TEAM- Together Everyone Achieves More!
“We" - As a COUPLE
Nine months had been enjoyable as we shared all the moments of bringing this baby to life. Married life had been bliss, contrary to my friends’ beliefs. Now I had a best friend for life. A soul mate that was always there to talk to, go out with and do all the things we enjoyed. Then came this little one with twinkling eyes and took that tiny part in between us…On our bed!!!
It all started there, he forgot to hug me after he came home from work because he was busy carrying her, and he complained of not finding his matching pair of socks because I was busy doing her laundry. I would forget his tea as I rushed to give her milk and he would forget the groceries because he went to the Baby store to buy her Diapers. The candle on our dining table was never lit, because we were taking turns to eat while one of us always was amusing our princess. He felt like a chauffeur as I sat behind with her watching the car seat. I felt annoyed as I forgot to wear my lipstick in my rush to dress her up when we went out. Finally the dam burst and we fought, we shouted like crazy people and vent out all our pent up fatigue. Then we heard a soft cry which made us stop. There from the bars of the crib was this 'little being' looking at us with her seemingly big eyes for her tiny body and smiling. She continued to smile as we stared at her with an open mouth, ashamed of our immaturity and utter carelessness. She smiled as she did not care for what we did; she just identified us as her caregivers. That’s when we surrendered, and actually laughed at our childish outrage.

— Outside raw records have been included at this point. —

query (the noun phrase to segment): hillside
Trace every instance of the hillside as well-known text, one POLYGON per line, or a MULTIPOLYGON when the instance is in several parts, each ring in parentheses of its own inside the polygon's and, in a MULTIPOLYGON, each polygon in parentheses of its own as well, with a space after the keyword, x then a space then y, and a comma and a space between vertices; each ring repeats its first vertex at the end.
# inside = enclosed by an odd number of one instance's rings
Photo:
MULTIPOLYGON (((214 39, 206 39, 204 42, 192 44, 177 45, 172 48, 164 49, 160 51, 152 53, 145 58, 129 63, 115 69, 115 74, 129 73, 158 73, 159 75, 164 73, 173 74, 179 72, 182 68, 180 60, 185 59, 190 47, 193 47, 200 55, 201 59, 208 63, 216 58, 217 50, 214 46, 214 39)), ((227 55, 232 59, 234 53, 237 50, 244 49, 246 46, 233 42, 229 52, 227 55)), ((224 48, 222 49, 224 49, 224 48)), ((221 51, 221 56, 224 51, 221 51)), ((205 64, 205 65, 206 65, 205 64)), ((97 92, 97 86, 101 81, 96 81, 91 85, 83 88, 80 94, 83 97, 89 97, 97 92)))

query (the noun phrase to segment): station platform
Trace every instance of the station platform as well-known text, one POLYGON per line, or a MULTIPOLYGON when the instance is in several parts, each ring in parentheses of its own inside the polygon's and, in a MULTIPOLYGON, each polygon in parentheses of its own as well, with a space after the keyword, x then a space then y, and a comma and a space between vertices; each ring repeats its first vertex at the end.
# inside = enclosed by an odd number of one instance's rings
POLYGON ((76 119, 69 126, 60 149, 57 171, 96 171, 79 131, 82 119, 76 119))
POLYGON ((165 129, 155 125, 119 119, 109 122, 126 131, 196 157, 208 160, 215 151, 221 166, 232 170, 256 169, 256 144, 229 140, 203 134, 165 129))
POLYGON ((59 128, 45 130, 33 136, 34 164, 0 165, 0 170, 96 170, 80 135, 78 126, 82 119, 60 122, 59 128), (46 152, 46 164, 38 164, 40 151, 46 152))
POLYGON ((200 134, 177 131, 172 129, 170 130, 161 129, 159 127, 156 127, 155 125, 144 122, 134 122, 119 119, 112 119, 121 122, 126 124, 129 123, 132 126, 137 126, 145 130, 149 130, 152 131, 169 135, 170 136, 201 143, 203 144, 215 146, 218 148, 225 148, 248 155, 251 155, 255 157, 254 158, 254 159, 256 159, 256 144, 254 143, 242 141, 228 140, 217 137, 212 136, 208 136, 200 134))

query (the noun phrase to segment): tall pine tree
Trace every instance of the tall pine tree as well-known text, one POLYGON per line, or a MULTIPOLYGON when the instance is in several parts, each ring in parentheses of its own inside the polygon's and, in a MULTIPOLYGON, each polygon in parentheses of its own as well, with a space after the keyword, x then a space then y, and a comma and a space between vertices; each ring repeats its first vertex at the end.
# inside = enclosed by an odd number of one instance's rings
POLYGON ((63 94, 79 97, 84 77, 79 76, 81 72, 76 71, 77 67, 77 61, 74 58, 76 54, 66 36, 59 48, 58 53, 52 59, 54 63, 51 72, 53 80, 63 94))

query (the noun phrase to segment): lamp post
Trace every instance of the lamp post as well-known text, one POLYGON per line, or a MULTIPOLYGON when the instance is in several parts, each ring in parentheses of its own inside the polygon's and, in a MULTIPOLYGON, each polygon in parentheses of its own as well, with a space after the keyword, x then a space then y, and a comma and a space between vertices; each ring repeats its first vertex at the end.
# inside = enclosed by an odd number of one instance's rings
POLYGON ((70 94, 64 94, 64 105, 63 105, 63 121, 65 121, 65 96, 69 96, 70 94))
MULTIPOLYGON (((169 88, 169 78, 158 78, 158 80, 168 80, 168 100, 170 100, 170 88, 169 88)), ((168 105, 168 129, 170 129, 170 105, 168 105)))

We had been a team of two all this while, but now we had to induct this new member into our gang. Caring for her could be fun if I kept my make up kit in the car, he helped me sort his laundry in advance, I held her milk bottle while he amused her with toys. We could do it like a squad, turn by turn, systematic and enjoyable.
We learnt to laugh at her new adventures and make stories of her gimmicks. We were teaching her to become a part of us. She was our baby….our pride and our life.
So having a baby is like writing a chronicle. It’s a new day each day. Things change for the better or for the worse…no for the best actually.